The second theme has to do with that old standby, the "rule of law." Already, San Francisco mayor Gavin Newsom, the man's whose actions precipitated this frenzied debate, has been accused of ignoring the "rule of law." But Newsom is no Judge Roy Moore, at least not yet. Unlike Moore, the former Alabama Supreme Court Justice who violated a federal court order to remove the Ten Commandments from a public building in Montgomery, Newsom has not yet violated a court order. Indeed, all he has done so far is to make a determination that California's constitution trumps the state's prohibition against gay marriage and to seek a judicial declaration to that effect. Unless and until the California courts resolve the question, Newsom is acting perfectly within the "rule of law" by raising a legitimate constitutional question.

Gay marriage proponents, meanwhile, also will try to focus upon two themes. And at first glance their two themes also don't figure to have a huge impact on the legal debate. The first theme is the "glass-houses" theme -- that heterosexuals have no exclusive right to the "sanctity" of marriage since half of them have failed in their own marriages. Richard M. Daley, the mayoral scion of Chicago, made this point about hypocrisy last Thursday when he told the papers that he has "no problem" with same-sex marriage. "Marriage has been undermined by divorce," he told the New York Times. "So don't tell me about marriage. People should look at their own life and look into their own mirror." Ralph Nader echoed the sentiment on Sunday when he said he supports gay marriage because "love and commitment is not exactly in surplus in this country … the main tragedy … what undermines marriage is divorce."

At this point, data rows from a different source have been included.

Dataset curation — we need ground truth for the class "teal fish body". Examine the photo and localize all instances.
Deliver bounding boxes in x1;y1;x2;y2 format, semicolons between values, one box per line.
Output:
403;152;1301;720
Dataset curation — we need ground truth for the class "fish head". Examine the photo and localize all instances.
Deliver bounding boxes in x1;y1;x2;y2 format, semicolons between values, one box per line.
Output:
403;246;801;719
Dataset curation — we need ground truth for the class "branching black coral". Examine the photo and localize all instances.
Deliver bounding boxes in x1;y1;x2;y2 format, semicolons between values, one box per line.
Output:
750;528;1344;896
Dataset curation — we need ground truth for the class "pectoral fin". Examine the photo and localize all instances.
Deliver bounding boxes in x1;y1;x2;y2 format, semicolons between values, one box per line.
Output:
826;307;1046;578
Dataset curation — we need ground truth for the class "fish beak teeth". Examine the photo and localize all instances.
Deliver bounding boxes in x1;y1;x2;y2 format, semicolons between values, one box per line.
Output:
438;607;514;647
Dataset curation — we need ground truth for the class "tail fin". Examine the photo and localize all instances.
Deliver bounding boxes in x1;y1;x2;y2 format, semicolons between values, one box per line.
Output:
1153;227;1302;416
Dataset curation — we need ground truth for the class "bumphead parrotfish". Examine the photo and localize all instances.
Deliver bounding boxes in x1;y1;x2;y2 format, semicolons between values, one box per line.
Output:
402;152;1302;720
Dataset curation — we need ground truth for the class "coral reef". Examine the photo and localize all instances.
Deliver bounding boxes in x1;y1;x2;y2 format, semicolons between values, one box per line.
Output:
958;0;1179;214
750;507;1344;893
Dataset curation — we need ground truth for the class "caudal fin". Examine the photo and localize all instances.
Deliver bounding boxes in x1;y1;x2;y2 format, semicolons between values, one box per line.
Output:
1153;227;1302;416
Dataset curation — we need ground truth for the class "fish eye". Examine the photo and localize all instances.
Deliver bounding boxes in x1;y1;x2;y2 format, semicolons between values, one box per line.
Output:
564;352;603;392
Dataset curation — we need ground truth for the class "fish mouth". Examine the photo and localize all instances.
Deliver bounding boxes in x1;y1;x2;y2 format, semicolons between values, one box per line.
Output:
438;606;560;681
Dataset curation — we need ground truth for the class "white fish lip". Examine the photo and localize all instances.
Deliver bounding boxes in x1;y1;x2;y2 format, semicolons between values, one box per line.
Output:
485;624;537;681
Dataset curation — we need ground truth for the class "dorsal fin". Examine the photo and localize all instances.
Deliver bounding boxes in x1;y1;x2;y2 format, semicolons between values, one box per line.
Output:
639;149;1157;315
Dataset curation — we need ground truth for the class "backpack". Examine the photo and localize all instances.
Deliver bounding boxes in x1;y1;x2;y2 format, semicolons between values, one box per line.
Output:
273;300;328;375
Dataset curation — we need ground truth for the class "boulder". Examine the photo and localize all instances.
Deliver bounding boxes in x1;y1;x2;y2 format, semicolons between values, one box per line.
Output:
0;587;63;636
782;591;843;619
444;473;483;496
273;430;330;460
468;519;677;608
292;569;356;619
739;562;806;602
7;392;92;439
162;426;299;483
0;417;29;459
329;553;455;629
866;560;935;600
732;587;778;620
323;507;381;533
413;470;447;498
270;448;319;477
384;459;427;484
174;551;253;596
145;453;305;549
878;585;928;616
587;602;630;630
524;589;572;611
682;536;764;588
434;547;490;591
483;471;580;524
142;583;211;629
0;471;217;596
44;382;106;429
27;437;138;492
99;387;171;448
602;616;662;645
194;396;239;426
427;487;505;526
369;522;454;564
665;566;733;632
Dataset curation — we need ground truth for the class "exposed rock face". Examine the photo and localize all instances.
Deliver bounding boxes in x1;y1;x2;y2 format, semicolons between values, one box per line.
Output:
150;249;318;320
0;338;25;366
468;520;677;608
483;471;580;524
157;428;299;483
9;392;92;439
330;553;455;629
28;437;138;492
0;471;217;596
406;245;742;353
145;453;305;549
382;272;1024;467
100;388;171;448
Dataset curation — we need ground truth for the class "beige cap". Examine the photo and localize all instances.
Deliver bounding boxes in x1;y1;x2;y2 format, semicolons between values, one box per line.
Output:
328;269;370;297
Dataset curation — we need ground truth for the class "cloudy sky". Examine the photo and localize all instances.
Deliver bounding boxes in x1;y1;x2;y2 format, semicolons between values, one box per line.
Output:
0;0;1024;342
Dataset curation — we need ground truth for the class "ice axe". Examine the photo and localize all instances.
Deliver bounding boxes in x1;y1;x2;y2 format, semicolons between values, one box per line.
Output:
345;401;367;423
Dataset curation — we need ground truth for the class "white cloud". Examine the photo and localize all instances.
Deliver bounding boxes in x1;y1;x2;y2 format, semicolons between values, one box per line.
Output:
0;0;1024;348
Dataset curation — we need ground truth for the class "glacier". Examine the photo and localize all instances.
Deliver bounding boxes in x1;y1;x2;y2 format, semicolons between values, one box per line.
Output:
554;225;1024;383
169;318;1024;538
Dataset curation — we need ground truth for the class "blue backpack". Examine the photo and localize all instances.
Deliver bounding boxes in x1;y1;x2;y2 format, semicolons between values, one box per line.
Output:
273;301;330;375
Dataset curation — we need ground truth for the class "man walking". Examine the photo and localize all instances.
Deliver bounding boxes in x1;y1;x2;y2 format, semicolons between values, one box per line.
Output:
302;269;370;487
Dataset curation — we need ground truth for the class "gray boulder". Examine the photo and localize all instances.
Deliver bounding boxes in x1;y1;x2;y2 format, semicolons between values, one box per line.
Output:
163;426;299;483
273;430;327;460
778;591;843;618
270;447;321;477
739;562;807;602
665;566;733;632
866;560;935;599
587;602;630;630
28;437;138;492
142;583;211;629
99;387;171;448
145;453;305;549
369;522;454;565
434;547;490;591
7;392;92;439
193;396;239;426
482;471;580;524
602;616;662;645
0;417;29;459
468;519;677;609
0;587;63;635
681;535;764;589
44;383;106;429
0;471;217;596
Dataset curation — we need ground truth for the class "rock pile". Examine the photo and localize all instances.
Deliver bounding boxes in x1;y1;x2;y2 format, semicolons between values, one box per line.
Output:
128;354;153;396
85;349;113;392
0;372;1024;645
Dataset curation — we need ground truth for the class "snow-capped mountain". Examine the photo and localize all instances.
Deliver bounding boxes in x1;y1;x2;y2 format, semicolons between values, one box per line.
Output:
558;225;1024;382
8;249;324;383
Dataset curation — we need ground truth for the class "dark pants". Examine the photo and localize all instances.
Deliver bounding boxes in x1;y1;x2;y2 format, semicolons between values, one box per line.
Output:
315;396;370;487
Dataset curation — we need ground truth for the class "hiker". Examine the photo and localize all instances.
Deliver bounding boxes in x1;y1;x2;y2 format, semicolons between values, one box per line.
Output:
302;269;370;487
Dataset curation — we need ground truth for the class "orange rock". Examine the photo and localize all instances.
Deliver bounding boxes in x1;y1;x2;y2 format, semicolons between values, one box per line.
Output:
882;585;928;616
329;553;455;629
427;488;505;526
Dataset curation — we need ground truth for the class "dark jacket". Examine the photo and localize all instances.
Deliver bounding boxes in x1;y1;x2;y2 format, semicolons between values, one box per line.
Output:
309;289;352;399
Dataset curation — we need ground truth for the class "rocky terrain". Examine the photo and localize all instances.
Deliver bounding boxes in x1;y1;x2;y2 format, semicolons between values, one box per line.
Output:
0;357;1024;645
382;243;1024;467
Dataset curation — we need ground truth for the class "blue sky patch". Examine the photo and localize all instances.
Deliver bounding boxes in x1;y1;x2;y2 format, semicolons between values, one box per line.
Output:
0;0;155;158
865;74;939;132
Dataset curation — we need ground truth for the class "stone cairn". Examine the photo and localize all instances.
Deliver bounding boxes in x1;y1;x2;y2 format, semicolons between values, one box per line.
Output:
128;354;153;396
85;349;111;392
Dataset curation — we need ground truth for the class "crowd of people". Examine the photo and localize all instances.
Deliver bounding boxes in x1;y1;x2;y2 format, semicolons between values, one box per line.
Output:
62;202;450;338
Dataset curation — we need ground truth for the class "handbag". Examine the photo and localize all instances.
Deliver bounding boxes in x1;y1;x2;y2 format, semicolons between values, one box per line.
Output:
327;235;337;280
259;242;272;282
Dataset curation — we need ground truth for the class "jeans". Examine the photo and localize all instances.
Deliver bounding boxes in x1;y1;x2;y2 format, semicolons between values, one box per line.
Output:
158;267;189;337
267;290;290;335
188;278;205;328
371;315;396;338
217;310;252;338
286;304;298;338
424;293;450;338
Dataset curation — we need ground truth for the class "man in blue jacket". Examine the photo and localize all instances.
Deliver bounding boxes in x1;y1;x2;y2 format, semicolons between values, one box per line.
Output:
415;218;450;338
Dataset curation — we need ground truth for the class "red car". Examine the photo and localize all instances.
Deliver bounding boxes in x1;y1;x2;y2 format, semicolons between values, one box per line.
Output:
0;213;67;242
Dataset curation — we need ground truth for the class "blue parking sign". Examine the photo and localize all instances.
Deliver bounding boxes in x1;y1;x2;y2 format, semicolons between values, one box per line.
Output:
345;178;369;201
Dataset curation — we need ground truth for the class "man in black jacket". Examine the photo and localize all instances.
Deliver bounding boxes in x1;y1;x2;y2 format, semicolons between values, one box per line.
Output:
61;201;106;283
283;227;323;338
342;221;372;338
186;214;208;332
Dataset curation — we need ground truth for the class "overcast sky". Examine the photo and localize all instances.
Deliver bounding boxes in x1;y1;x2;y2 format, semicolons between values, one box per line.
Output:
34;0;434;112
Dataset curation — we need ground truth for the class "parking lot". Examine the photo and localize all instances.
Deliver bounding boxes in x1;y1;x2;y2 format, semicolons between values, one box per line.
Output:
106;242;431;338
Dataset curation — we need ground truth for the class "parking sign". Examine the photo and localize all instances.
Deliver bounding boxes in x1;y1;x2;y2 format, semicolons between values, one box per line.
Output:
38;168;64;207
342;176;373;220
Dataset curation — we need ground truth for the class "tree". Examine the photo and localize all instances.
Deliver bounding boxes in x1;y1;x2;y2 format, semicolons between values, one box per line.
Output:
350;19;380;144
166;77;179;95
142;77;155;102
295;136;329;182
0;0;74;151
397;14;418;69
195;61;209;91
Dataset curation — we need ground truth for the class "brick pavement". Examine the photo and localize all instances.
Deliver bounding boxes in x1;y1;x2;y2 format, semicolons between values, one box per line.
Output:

Gay rights supporters might win over a few hearts and minds on logic alone but they aren't going to win any court battles with that argument. Just because heterosexual marriage isn't what it used to be doesn't mean that gays have a constitutional right to try it. Likewise, the "same-sex-marriage-has-no-victims" theme is likely to resonate more on an emotional level than on a doctrinal one. When President Bush said he was "troubled" by the same-sex marriage gold rush by the Bay, Newsom invited the President to "come out and meet with the three-plus thousand couples that have committed themselves to one another, committed to a long-term loving relationship with equal status, the same status that he and his wife are afforded. And recognize the spirit and the pride that comes with that."

Spirit and pride are powerful things. And so are the images from San Francisco of happy gay couples getting married. But will those images have an impact on the legal fight? I don't know. Images can be powerful catalysts for formal change; just look at what happened during the Civil Rights movement of the 1950s and 1960s, when television images from the South changed public opinion all over the country. But feelings toward gay marriage seems to have hardened since San Francisco opened its doors to the practice amid the camera's glare. The Boston Globe on Sunday published a poll showing that a strong majority of people in Massachusetts now oppose gay marriage -- a sharp decrease since last November in support for the concept. Clearly, it is going to take a lot more than smiles and glee to convince a working majority on any court that gay marriage is here and ought to stay.